Driving before I had a license down our mile long driveway outside Richmond in early 1968, I lost control in the loose gravel and ran into a tree and I broke the windshield from the inside with my chin which caused a two inch cut there. The doctor down the road who stitched it up had the shakes (from alcoholism) so that was harrowing but not painful and the worst thing about it was I didn't get to go see Jimi Hendricks at the convert venue then called the Mosque. I never saw Hendrix play live.

Outside Richmond in 1970, I shot myself in the left knee showing off during single action army Colt pistol practice for a girl I had invited along. Didn't hurt at all until very late that night when a bat came down the chimney and I had to move to a guest bedroom. I'd rate the worst pain with that a 2/10.

By 1975 I had received several pain pill prescriptions but I don't think I took a single pill.

In 1987 in Denver I was playing softball for the Denver District Attorney team and I was running flat out to catch a foul near left field and I turned at the last second to glove the ball when I heard a snap and I fell down. ACL full tear left knee. I had a murder trial the next week so I didn't get it fixed which may have been a mistake as I'm now sure I tore up my cartilage from the unstable knee shifting. No pain I can recall, but when I finally did get the ligament reconstructed the doctor harvested replacement tendon from the front under and below the knee cap. That harvest site hurt a lot and I'm sure I took some pain pills during the first week after surgery.

I had an inguinal hernia on the left side probably from birth (good story of a very pretty young female doctor discovering that) and my doctor now, Mervyn Lifschitz, talked me into getting it fixed in 2000 or so. The surgeon went in through my belly button and there was never any pain.

Shortly after than I had a kidney stone and everyone made a big deal about it and I took a lot of pain pills until it passed a few weeks later.

My right femur head was pretty deformed, perhaps again from birth, and that degenerated over time so that I finally had to have it replaced with a titanium ball and socket joint in 2007, I think. No pain that I can recall, and no physical therapy. Cool.

In 2010 I fell on the ice taking out the trash and suffered a big tear on my already partially damaged right rotator cuff. I had surgery to tie it back together. I think I took two pain pills.

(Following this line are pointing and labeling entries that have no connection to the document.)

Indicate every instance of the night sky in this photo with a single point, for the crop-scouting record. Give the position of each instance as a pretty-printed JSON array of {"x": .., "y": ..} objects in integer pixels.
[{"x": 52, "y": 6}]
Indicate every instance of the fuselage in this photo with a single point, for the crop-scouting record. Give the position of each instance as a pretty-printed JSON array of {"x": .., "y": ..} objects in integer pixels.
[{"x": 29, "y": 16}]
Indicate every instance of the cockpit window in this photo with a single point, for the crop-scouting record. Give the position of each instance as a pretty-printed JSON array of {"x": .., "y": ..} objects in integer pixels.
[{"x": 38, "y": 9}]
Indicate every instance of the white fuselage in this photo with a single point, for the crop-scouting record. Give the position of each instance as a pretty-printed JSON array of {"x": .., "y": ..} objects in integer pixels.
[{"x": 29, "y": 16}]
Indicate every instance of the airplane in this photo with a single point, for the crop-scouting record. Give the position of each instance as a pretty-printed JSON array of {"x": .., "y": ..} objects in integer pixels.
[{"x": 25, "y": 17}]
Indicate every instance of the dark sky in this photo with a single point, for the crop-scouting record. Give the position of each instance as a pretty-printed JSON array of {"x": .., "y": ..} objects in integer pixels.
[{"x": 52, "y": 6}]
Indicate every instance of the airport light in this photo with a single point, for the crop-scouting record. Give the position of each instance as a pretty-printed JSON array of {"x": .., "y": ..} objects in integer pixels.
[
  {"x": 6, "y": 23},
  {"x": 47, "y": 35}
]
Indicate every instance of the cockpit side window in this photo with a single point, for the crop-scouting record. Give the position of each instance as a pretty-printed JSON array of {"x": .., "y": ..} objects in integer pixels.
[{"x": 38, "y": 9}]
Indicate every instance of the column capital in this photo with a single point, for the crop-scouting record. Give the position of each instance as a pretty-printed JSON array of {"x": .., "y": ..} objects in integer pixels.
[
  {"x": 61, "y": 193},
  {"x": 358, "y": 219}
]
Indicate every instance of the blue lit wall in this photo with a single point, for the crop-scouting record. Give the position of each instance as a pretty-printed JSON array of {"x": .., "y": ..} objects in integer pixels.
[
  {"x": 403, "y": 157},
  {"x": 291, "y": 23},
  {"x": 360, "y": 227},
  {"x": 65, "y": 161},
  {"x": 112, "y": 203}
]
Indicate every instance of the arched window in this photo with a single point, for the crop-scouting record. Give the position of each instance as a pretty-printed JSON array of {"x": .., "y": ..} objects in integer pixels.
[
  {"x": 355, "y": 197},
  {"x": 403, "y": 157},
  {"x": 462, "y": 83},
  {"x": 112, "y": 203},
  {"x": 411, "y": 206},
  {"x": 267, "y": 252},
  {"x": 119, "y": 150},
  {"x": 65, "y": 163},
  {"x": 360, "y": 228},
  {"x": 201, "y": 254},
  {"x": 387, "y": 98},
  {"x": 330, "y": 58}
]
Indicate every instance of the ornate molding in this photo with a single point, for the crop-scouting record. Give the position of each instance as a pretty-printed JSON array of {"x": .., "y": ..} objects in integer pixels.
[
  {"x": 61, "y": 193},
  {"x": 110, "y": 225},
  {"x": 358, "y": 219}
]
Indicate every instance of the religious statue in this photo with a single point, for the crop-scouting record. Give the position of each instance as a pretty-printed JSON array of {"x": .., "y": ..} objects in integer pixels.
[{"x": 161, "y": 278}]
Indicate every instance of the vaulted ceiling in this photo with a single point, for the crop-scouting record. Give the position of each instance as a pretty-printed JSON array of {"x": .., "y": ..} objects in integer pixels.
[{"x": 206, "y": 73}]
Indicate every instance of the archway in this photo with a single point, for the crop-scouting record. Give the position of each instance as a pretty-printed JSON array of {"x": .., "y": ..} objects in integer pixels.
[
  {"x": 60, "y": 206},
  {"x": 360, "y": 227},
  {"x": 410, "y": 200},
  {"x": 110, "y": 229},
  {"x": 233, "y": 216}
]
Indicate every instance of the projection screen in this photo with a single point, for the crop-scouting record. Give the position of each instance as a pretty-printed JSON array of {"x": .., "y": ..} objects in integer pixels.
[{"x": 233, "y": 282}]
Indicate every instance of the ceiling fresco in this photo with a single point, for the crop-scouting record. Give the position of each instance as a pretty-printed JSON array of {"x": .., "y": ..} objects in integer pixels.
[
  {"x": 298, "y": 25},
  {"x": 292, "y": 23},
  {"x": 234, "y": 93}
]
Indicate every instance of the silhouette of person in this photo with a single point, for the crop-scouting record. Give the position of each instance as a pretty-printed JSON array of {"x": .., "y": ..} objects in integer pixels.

The immobilizer sling was a pain in the neck but not painful and physical therapy was no fun but thankfully brief.

This year in August I tore my left Achilles tendon running hard after a soccer ball on the Playa at Burning Man. Had to get that surgically repaired. It never hurt but it's taking a long time to heal up. I sure hope that's about it.

The good thing about the real pain I'm in now is that for the first time really ever, I can have greater empathy for my hurt clients--something I have not had a lot of since I was so rarely in pain after injury or surgical repair.